Они оба начали сбивчиво кричать друг на друга, как никогда прежде. Это было невыносимо, и, протиснувшись между ножками стола и стульев, я выползла из столовой в холл. Должно быть они меня заметили, потому что ругань прекратилась. Я помахала им с улыбкой во все зубы, делая вид, будто я ничего не слышала. Они ответили мне вымученными улыбками. Мама попросила меня пойти наверх и добавила, что они почти закончили.
Я пожала плечами. Ко всему этому я относилась спокойно. В моей голове кружилась мешанина из их слов. Мне хотелось узнать, как выглядит этот отец Уондерли, которого упоминал папа. Молодой он или старый? Высокий или коротышка? Худой или толстый? Потом мое внимание переключилось на более индивидуальные и конкретные детали.
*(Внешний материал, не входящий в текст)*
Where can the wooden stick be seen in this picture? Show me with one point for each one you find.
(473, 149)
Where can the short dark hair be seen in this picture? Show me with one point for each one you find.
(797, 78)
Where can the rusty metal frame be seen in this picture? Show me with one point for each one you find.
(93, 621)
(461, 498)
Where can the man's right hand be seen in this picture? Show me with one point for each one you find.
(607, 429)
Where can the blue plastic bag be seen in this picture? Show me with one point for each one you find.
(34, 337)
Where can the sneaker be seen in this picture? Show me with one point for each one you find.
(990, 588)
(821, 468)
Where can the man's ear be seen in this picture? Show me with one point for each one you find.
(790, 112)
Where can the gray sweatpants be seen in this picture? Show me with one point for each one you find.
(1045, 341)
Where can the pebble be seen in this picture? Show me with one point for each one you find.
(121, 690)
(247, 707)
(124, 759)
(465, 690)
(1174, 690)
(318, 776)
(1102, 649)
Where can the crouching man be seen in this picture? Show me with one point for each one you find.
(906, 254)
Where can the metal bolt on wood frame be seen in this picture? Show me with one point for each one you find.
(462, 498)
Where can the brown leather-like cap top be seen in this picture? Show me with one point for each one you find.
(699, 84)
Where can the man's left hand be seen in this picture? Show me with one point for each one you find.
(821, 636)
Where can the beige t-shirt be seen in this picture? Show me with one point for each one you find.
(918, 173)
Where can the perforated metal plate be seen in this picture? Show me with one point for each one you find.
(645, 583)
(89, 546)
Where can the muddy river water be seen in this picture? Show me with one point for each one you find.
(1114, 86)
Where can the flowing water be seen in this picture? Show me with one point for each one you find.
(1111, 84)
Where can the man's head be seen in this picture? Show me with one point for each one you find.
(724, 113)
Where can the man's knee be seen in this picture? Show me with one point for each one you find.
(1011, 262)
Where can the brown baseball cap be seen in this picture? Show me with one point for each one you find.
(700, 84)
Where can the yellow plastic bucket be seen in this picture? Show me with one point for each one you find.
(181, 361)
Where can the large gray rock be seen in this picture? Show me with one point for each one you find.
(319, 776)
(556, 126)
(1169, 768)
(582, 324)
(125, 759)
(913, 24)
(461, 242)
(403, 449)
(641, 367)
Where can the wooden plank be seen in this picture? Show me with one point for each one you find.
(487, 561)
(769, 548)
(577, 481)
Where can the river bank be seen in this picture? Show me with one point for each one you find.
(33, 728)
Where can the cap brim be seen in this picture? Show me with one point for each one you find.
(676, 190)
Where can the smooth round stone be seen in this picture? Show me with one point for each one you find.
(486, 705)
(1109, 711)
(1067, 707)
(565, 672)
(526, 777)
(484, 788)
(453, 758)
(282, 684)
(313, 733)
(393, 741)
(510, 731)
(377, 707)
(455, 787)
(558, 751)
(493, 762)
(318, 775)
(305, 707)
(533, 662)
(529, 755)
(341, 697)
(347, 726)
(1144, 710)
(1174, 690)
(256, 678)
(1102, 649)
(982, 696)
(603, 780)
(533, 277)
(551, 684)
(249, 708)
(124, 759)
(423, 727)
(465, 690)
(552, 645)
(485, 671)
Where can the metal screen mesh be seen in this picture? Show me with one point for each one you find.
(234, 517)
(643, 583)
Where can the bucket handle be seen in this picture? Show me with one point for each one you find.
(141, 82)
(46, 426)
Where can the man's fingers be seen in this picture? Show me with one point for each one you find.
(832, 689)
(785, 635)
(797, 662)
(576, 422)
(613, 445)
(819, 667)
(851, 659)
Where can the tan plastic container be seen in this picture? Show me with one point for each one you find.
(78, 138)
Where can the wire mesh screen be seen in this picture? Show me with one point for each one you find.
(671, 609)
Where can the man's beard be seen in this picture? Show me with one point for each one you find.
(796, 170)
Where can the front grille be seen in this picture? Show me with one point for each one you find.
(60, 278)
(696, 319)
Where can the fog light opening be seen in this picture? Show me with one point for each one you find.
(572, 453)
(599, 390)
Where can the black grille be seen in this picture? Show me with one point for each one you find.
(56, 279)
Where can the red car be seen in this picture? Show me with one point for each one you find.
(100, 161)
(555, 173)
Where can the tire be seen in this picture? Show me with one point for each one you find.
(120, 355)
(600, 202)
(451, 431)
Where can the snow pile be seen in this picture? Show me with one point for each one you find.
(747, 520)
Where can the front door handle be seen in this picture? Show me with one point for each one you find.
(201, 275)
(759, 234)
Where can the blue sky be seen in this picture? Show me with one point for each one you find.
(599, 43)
Большие ли у него костяшки пальцев рук? А что, если у него одна нога короче другой? Мог ли он языком дотронуться до кончика носа, как получалось у моей подруги Кары? Просит ли он добавить огурчики в чизбургер? Появляются ли у него в уголках глаз морщинки, когда он улыбается? Зевнет ли он, если я зевну? Как звучит его голос, если он так нравится папе?
Глава 11
Дверь в комнату Марджори, должно быть, была открыта, поскольку я услышала, как она напевает песенку. Мелодия была предельно заунывной, это была самая грустная песня на свете. Ноты, как опавшие листья – красные, бурые и фиолетовые, – слетали вниз по лестнице в холл.
Я потянулась вверх и прикрыла глазок на входной двери пальцем на случай, если кто-то стоит на нашем крыльце и пытается заглянуть к нам в дом. Я прошептала через дверь:
– Кто там? – Ответа я не услышала. Дважды стукнула по двери на удачу.
Я пошла зигзагом по лестнице, стуча по стене. Потом пошла по диагонали, чтобы ударить по перекладинам перил. Я наступала на черные ступеньки, будто бы те были клавишами рояля. На первой площадке я произнесла:
– Что это за песня? – На второй площадке я сказала: – Прекрати мычать. Песня застрянет у меня в голове.
Когда я поднялась наверх, то увидела, что Марджори не в спальне, а сидит на маленькой застекленной террасе, выходившей окнами на передний двор. Она свернулась на пухлом двухместном диванчике и копалась в смартфоне. На ней были красные шорты и черный спортивный топ.
Марджори прекратила напевать, когда я показалась на террасе.
– Что эта за песня? Ой, накинь хотя бы рубашку!
– К чему ойкать? Девушки ходят так на пробежку и в фитнес-зал.